5. Storage Architecture
5.1 On-Chain (Tamper-Evidence Layer)
Store on a durable, append-only ledger:
- Object IDs (content hashes)
- Signatures
- Timestamps
- Governance decisions
- Challenge records
- Provenance chain links
Candidates: Arweave (permanent storage), Ceramic (mutable streams with IPFS anchoring), or a purpose-built chain.
5.2 Off-Chain (Content Layer)
Store in durable decentralised storage:
- Raw artefact content
- Embedding vectors
- Transformation outputs
- Full object records
Candidates: IPFS (content-addressed), Arweave (permanent), Filecoin (incentivised storage), or federated node operators.
5.3 Index Layer
Queryable indexes for retrieval:
- Vector similarity indexes
- Full-text search indexes
- Graph indexes (for evidence links and provenance chains)
Candidates: Any operator can run an index node. Multiple competing indexes is healthy — it prevents index operator capture.
6. Identity
All participants are identified using Decentralised Identifiers (DIDs).
| Requirement | Approach |
|---|---|
| Self-sovereign identity | did:key for simple cases; did:web or did:ion for organisations |
| Key rotation | DID Documents support key rotation without changing the identifier |
| Pseudonymity | Participants can contribute under a pseudonymous DID |
| Reputation linkage | Reputation accrues to the DID, not to a platform account |
| Revocation | Compromised DIDs can be revoked through DID Document updates |
7. Serialisation and Hashing
Canonical Serialisation
All objects are serialised using DAG-JSON (deterministic JSON for content addressing):
- Keys sorted lexicographically
- No whitespace
- Numbers in canonical form
- CID links use the DAG-JSON CID format
Hashing
- Content hashes: SHA-256
- Content IDs: CIDv1 with
dag-jsoncodec andsha2-256multihash
Signatures
- Default: Ed25519 over the canonical serialisation
- Verification: Public key resolved from the signer's DID Document
8. Multi-Model Embedding Support
This is a critical anti-capture mechanism. The schema explicitly supports and encourages multiple embeddings per artefact:
| Embedding Category | Description |
|---|---|
native |
The original embedding submitted with the artefact |
alternate |
Alternative embeddings from different models |
community |
Embeddings contributed by community members |
domain_specific |
Embeddings from domain-specialised models (medical, legal, scientific) |
translation |
Embeddings of translated versions of the artefact |
Retrieval clients choose which embedding spaces to search:
- Single model-space search (for consistency)
- Cross-model ensemble search (for robustness)
- Contradiction-aware search (for integrity)
9. Contribution Economics
Consuming systems (models, applications, services) that read from the commons should contribute back. Contributions are recorded as signed receipts:
{
"type": "ContributionReceipt",
"receipt_id": "cid:bafy...",
"contributor": "did:key:z6Mk...",
"contribution_type": "new_embeddings",
"quantity": 1500,
"quality_score": 0.92,
"accepted_by": "did:key:z6Mk...",
"timestamp": "2026-03-25T05:00:00Z",
"signature": "ed25519:..."
}
| Contribution Types |
|---|
| New public-domain artefacts |
| Additional embeddings for existing artefacts |
| Challenge reviews |
| Contradiction links |
| Benchmark runs |
| Index rebuild compute |
| Storage funding |
| Moderation labour |
| Reputation stake |
Governance can tie access tiers or influence caps to contribution history, preventing pure extraction without reciprocity.

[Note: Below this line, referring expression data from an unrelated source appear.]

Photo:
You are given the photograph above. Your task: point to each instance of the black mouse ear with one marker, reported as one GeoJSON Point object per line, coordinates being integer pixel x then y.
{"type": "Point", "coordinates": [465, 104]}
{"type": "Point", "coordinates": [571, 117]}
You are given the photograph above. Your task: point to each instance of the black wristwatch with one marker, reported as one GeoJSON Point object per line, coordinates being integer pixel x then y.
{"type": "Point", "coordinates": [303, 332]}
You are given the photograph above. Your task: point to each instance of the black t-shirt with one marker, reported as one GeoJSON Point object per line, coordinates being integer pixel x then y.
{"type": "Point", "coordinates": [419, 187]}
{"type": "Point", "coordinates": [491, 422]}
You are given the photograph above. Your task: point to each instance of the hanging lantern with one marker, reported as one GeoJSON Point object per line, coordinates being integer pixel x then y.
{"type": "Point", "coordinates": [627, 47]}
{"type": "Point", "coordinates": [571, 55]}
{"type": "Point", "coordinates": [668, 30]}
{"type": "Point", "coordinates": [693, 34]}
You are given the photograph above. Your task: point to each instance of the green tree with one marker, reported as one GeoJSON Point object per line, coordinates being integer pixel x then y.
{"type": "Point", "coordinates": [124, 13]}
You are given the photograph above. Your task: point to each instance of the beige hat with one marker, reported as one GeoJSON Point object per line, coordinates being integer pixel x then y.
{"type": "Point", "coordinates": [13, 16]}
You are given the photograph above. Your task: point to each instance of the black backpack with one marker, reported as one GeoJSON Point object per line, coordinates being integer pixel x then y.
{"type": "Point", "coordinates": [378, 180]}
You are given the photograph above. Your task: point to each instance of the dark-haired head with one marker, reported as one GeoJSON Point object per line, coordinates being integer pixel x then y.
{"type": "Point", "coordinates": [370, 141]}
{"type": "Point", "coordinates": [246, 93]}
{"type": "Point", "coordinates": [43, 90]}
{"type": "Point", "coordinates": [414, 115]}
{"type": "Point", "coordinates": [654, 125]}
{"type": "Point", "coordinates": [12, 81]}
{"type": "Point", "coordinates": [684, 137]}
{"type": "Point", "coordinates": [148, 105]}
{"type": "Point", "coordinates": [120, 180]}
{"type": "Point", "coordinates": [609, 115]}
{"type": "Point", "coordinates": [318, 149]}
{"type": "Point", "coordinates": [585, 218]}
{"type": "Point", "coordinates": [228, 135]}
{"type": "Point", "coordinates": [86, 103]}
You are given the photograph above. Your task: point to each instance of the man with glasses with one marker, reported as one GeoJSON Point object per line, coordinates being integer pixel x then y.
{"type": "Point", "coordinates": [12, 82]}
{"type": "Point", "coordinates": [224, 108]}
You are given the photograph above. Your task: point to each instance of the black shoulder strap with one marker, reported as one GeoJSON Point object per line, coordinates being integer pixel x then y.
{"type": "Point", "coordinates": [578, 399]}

10. Relationship to the Protocol
This schema defines the data objects. The Protocol for Open AI System (separate document) defines:
- How these objects are published, discovered, and replicated
- How governance decisions are made
- How communities fork
- How retrieval policies work
- How anti-capture mechanisms operate
Together, the schema and protocol form the Transparent Semantic Commons.